Home News Conservation Club ramps up activities
Conservation Club ramps up activities
Last semester, the Conservation Club cleaned up a half-mile portion of the biking trail. Left, Andrea Wallace; middle, Jimmy McGrath; right, Tim Polee. Andrea Wallace | Courtesy

When members of the Conservation Club helped clean up trash along a half-mile stretch of the Baw Beese Trail last semester, they collected six bags of trash, four tires, and a windowpane in half an hour, senior Andrea Wallace, Conservation Club president, said.

Their Baw Beese cleanup events are part of the club’s intentional effort to strengthen their presence on campus and in the local Hillsdale community, Wallace said.

“We’re trying to make it bigger and more than just a group that gets together and discusses events, but actually gets the general population of our college to know more about conservation and conserve the environment around our campus,” sophomore Andrew Rademacher, the club’s historian, said.

During the fall semester, the club also held a seminar about zero-waste living, showed a documentary about the dangers of plastic in marine environments, and a professor presentation on renewable energy. The club’s events encompass volunteer work, education on environmental issues, and a social component, Wallace said.

“I really like the community and how we all drive each other to do better things for the environment,” Wallace said. “It somehow happened that the theme for last semester was plastic, and so many of our lectures and cleaning events ended up being themed around plastic and the environment, and it’s been really great to have that community and accountability. It’s also encouraging because the numbers were slowly dwindling over the years, but we’ve been fostering a new group, and I’m excited to see what they’ll do next year.”

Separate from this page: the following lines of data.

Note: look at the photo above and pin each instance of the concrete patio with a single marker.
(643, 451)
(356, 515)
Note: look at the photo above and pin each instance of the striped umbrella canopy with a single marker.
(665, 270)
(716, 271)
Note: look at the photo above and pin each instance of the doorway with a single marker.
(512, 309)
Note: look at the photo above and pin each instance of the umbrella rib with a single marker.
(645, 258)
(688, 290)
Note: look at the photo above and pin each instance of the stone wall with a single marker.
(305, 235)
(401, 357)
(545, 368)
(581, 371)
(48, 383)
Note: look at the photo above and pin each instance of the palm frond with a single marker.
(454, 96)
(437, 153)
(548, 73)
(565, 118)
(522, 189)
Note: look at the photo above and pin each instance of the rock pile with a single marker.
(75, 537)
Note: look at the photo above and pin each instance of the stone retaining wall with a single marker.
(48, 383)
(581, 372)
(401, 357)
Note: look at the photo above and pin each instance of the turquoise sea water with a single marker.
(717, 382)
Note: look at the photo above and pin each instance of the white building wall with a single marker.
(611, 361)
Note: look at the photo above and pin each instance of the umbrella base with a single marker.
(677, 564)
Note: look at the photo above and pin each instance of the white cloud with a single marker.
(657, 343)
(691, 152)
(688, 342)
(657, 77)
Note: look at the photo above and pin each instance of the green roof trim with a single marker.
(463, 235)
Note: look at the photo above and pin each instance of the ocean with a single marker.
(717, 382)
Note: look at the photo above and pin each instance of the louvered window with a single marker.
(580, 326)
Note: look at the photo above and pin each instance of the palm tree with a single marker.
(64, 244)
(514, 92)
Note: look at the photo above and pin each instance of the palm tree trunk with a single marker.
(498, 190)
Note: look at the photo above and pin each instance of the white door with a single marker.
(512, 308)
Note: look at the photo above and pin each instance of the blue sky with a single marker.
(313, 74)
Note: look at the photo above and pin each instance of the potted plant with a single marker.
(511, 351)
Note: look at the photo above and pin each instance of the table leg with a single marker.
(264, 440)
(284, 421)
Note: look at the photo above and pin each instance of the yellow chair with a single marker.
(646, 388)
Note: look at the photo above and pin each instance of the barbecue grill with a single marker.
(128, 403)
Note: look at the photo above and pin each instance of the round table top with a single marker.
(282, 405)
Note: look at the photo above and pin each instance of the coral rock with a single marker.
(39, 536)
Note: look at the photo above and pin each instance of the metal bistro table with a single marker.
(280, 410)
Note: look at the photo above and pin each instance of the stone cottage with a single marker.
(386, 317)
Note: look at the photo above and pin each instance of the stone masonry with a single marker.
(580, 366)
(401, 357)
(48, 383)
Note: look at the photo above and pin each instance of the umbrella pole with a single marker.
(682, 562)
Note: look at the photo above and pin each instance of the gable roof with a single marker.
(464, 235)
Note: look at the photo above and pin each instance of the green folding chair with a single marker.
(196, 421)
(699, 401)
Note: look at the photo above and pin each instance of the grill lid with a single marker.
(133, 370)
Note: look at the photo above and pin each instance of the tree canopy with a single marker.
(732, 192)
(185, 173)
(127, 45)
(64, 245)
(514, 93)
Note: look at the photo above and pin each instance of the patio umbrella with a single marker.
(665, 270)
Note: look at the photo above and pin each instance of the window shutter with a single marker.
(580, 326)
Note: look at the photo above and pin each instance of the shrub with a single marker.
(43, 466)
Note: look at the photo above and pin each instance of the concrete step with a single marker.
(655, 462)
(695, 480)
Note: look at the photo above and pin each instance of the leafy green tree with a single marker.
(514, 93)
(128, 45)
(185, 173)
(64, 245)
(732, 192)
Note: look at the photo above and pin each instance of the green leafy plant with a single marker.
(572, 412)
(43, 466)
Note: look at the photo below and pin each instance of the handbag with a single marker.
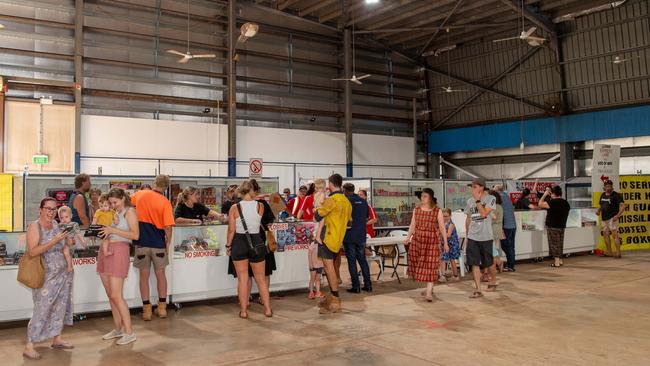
(31, 270)
(257, 249)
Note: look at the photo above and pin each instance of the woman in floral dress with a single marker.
(424, 239)
(53, 301)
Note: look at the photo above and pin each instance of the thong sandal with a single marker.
(33, 355)
(64, 345)
(476, 295)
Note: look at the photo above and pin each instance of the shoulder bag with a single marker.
(31, 270)
(255, 248)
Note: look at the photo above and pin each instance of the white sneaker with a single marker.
(113, 334)
(126, 339)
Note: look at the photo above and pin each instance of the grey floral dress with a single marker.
(52, 302)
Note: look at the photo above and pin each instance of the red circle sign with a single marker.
(256, 166)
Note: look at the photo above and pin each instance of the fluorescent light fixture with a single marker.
(248, 30)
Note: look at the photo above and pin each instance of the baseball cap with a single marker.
(480, 181)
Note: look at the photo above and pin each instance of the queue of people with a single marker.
(344, 220)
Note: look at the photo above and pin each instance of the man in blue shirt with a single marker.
(509, 228)
(355, 241)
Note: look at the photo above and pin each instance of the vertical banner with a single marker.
(605, 165)
(634, 224)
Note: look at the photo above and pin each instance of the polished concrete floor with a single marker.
(593, 311)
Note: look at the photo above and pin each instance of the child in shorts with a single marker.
(315, 264)
(105, 216)
(65, 219)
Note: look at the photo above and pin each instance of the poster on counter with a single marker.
(537, 187)
(634, 224)
(605, 165)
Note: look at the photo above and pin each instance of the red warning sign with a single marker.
(255, 168)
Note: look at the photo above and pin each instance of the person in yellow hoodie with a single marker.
(336, 212)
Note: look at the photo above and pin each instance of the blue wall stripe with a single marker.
(614, 123)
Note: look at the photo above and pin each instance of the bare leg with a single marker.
(117, 300)
(330, 273)
(337, 268)
(608, 244)
(117, 319)
(241, 267)
(476, 272)
(144, 284)
(161, 282)
(262, 286)
(617, 242)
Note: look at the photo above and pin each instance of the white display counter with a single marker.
(194, 273)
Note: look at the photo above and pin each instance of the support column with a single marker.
(347, 65)
(567, 167)
(232, 89)
(78, 78)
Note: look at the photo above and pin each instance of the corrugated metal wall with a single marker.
(284, 75)
(593, 80)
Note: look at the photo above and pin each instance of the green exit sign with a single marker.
(40, 159)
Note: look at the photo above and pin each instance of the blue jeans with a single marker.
(508, 246)
(356, 252)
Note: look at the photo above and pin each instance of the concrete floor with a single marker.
(594, 311)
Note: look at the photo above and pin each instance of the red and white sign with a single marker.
(255, 166)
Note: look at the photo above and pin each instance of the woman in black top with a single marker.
(557, 213)
(189, 211)
(267, 219)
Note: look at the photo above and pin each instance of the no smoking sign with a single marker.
(255, 166)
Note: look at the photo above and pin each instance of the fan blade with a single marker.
(174, 52)
(207, 55)
(530, 31)
(505, 39)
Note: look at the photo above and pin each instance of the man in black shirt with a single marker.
(557, 214)
(523, 203)
(611, 208)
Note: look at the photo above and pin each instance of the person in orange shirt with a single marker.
(155, 218)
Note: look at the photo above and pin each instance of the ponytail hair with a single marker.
(121, 194)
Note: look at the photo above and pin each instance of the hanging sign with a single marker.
(255, 168)
(605, 165)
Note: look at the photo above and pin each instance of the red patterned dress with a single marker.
(426, 248)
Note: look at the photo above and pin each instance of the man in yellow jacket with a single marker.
(336, 212)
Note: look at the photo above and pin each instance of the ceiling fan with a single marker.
(186, 56)
(525, 35)
(355, 79)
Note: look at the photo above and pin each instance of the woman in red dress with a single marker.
(425, 246)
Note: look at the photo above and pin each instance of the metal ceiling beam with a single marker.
(492, 83)
(531, 15)
(315, 7)
(435, 34)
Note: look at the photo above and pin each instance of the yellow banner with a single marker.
(634, 224)
(6, 202)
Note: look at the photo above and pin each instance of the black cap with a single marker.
(426, 190)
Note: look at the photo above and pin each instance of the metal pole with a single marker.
(415, 137)
(347, 65)
(78, 78)
(232, 90)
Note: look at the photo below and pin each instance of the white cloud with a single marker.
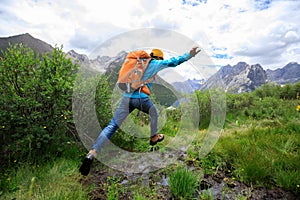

The original conservation club began in 2002 and focused on conservation-related genetic analysis and lab work, according to Professor of Biology Dan York, the club’s advisor. The club stopped meeting for a few years, and was reformed under Associate Professor of Biology Jeffrey VanZant with a focus on environmental issues.

Membership gradually declined, but now there are approximately 20 active club members this year, Wallace said.

“The club has been smaller in recent years, so we decided this year would be a good year to help it grow a little bit, do a few more activities around campus, and things like that,” junior Jimmy McGrath, the club’s treasurer, said. “We all just had that shared interest, and that’s how we all started to get a little bit more involved.”

This semester, the club plans to place receptacles for used fishing lines at Baw Beese Lake for recycling, an effort that began last semester. The club is also working with the city to coordinate a tree-planting day in the spring and additional cleanup days for the Baw Beese Trail.

McGrath said the club’s efforts fit in with the college’s larger mission to preserve good and beautiful things, whether that involves timeless ideas or the local environment.

“We’re just a bunch of college kids trying to do something that’s good for the environment and the city, and we figure that we have a lot of opportunities to grow because we’re small,” said McGrath. “We want to have more opportunities for people to work with the Conservation Club. Even if it’s just planting trees on a Saturday morning, it’s something fun to do, something different, and a way to give back.”